Más arriba de aquella elevada colina que se erguía a nuestra derecha, el sotobosque raleaba y dejaba su sitio a un horizonte de campo abierto, estéril y desprotegido, ceñido por un ancho cinturón de rastrojos agostados por el sol. De caminar por ese campo, o por cualquiera de los otros que quedaban por delante, semejantes a él, seriamos vistos al instante por el primer hombre que accediese a la cima de la colina o emergiese de la maleza que había bajo esta. Y, de seguir avanzando por el sendero en que estábamos, caeríamos en cuestión de minutos en las garras de los hombres que rondarían por él y por los que lo rodeaban.

Me detuve, cogiendo a Becky por el brazo, y por un momento permanecí inmóvil. Presa de un pánico de indecisa confusión, intentando pensar en alguna opción que nos diese esperanzas. Si al menos hubiese oscurecido, no habría habido ningún impedimento para seguir avanzando por los senderos; el área de búsqueda habría sido ampliada, y… Pero estábamos a plena luz, aún con niebla, si, pero salpicada por anchos parches de sol. Para tener una oscuridad total quedaban Todavía varias horas. Me di la vuelta y saqué a Becky fuera del sendero, y subimos la colina hasta el lugar donde empezaba a extenderse aquel horizonte de campo abierto que se curvaba hacia la cima, lleno de rastrojos y, por momentos, iluminado por el sol. Agachado, me puse a arrancar enormes manojos de rastrojos sueltos tan aprisa como podía moverme, tirando de sus tallos quebradizos y apremiando a Becky con tensos aspavientos a que hiciera lo mismo. Al fin, cada uno conseguimos una brazada de rastrojos, espesa como una gavilla de trigo.

—Ve delante —le dije a Becky—, hacia el campo —y, sin preguntar nada, se encaminé hacia la extensión de campo abierto, abrazando los rastrojos contra el cuerpo y dejando tras ella una ancha franja de hierbajos partidos. Yo la seguí, caminando de lado con pasos furtivos, describiendo con mi brazo libre un movimiento de guadaña para alcanzar la maleza que habíamos doblado a nuestro paso y enderezarla de nuevo. Me moví veloz, obrando con un cuidado desesperado para devolver a cada matojo exactamente su posición original. Cuando hubimos avanzado veinte metros, no pude ver ningún rastro de nuestro paso tras de nosotros.

Ya en mitad del campo, hice que Becky se tendiese en el suelo, y luego me tendí a su lado.

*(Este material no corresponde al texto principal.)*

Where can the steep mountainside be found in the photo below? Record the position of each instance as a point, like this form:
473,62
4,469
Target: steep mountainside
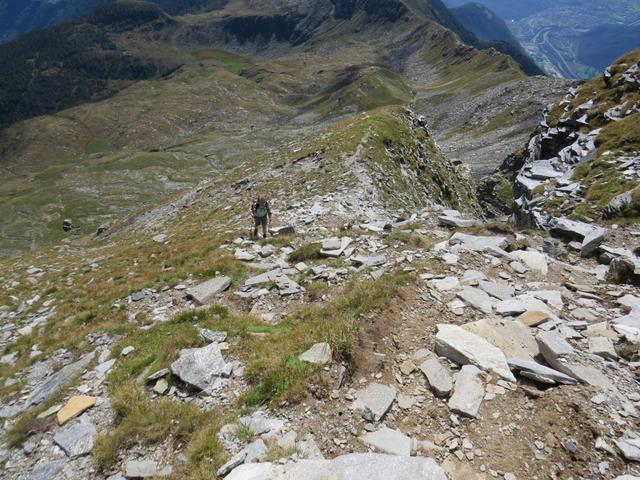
584,162
18,17
226,85
383,330
487,26
557,34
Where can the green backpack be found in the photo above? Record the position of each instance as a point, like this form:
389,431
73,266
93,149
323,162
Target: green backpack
261,211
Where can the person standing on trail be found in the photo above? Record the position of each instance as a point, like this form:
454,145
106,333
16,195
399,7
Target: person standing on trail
261,211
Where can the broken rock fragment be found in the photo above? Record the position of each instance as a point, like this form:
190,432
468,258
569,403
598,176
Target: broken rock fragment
201,368
468,392
466,348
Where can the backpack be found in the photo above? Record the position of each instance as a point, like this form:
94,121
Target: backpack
261,211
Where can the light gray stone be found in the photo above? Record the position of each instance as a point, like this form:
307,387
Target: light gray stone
468,392
553,346
146,469
445,284
389,441
255,451
520,304
478,243
47,471
319,354
514,339
501,291
206,292
355,466
259,423
630,448
540,371
76,440
57,381
438,377
367,262
377,398
477,298
201,367
210,336
466,348
534,260
592,241
603,347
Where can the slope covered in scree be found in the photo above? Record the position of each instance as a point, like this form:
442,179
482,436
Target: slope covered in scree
190,96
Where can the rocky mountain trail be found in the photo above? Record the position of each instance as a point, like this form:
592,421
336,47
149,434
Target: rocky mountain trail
384,326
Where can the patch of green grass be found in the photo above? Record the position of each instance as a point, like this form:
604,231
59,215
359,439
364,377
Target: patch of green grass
410,240
97,146
231,62
621,137
306,252
142,421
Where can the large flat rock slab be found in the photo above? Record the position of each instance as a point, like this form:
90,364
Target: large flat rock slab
376,398
58,380
438,377
468,392
201,368
389,441
513,338
466,348
366,466
76,440
206,292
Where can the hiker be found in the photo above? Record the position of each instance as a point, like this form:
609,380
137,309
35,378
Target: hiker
261,211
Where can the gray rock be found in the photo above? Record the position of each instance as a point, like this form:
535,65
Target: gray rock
499,291
478,243
210,336
466,348
367,262
206,292
243,255
630,448
533,259
571,228
540,371
468,392
319,354
159,374
477,298
592,241
552,346
281,231
456,221
48,471
389,441
76,440
104,368
201,367
57,381
146,469
255,451
355,466
520,304
438,377
259,423
513,338
603,347
377,398
234,462
333,248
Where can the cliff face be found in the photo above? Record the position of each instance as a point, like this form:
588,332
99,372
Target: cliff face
583,161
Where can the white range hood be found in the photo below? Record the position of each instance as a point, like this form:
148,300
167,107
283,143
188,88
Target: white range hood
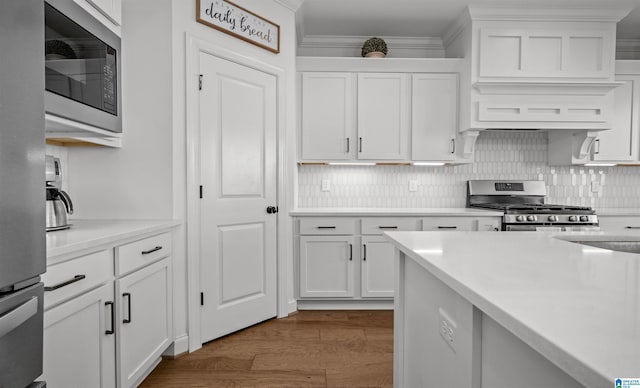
537,68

Dispersé su brazada de maleza amarilla sobre los dos, hasta que nos cubrió por completo; después, haciéndolo lo mejor que pude, enderecé a nuestro alrededor los rastrojos y dispuse los que había cargado yo sobre ambos, extendiéndolos y —pues estaban inclinados y combados— apoyándolos unos a otros hasta que quedaron más o menos en una posición vertical.

No sabía que aspecto ofrecería aquello a un observador que se hallase en los lindes del terreno; pero, sin un rastro que condujese a él, sólo podía esperar que no fuese particularmente perceptible. Esperaba que allí, en mitad de un ancho campo abierto que, en apariencia, podía ser despachado de un somero vistazo, hubiésemos logrado construir un escondite que nadie que pasase por allí pudiese encontrar; un cazador, me dije a mí mismo, espera que el fugitivo no deje de correr ni un solo momento.

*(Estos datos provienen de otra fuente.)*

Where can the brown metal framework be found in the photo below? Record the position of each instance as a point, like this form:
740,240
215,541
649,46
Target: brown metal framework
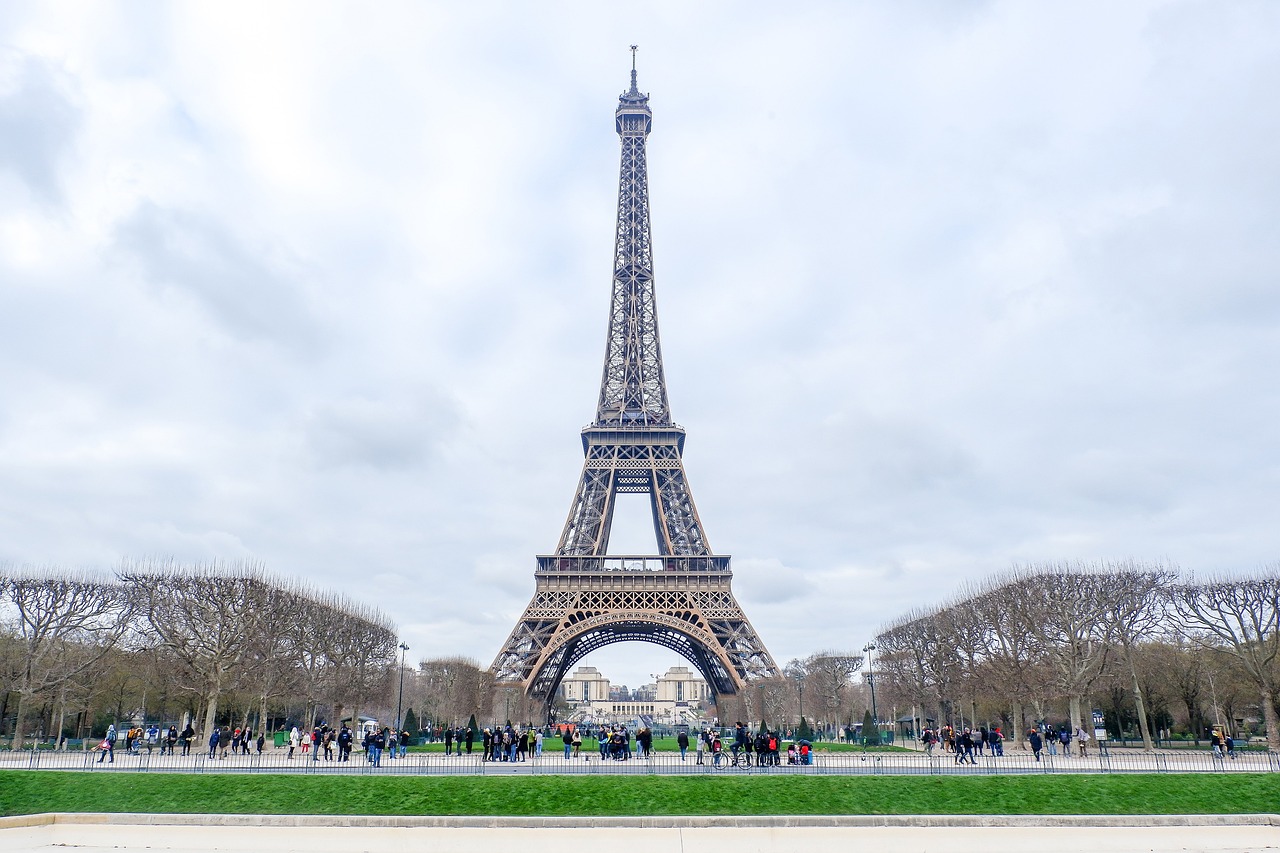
680,597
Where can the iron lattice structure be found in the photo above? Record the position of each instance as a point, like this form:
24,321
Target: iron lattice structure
680,597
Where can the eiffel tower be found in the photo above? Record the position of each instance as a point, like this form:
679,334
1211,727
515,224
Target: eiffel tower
680,597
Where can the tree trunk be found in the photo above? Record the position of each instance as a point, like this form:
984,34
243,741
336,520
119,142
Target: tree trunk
210,711
1269,715
62,719
17,721
1147,746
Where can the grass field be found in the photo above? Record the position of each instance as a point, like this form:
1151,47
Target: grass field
31,792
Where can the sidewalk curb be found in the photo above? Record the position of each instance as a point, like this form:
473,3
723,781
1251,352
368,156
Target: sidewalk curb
771,821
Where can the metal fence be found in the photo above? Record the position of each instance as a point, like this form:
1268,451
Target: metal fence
590,762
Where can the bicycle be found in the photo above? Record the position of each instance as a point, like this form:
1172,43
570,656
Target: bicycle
743,760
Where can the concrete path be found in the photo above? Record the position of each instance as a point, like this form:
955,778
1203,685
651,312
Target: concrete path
704,835
661,763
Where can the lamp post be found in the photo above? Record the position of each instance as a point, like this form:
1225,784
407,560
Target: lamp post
400,699
871,679
799,678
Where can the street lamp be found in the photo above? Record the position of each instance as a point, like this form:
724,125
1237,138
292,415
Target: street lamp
871,679
400,699
799,678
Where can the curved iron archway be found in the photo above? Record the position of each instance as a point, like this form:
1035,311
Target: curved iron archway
577,646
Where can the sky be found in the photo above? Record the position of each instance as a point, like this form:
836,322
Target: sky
944,288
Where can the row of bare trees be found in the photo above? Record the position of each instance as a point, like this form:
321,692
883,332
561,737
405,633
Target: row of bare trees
823,688
197,638
1059,634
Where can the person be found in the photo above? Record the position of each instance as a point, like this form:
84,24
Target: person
739,739
108,744
344,743
964,748
1036,742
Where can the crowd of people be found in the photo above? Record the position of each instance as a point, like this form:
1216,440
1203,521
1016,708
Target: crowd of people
964,744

Pasaron varios minutos; entonces —y me pareció que se oyó muy cerca— una voz gritó a otra. No pude oírla con claridad, pero me pareció que exclamaba un nombre, Al quizá; al cabo, otra voz respondió: «Sí». Escuché el crujido de la maleza; el ruido continuó por un tiempo, hasta que se extinguió. Entonces alcancé con cuidado la mano de Becky y la estreché con fuerza.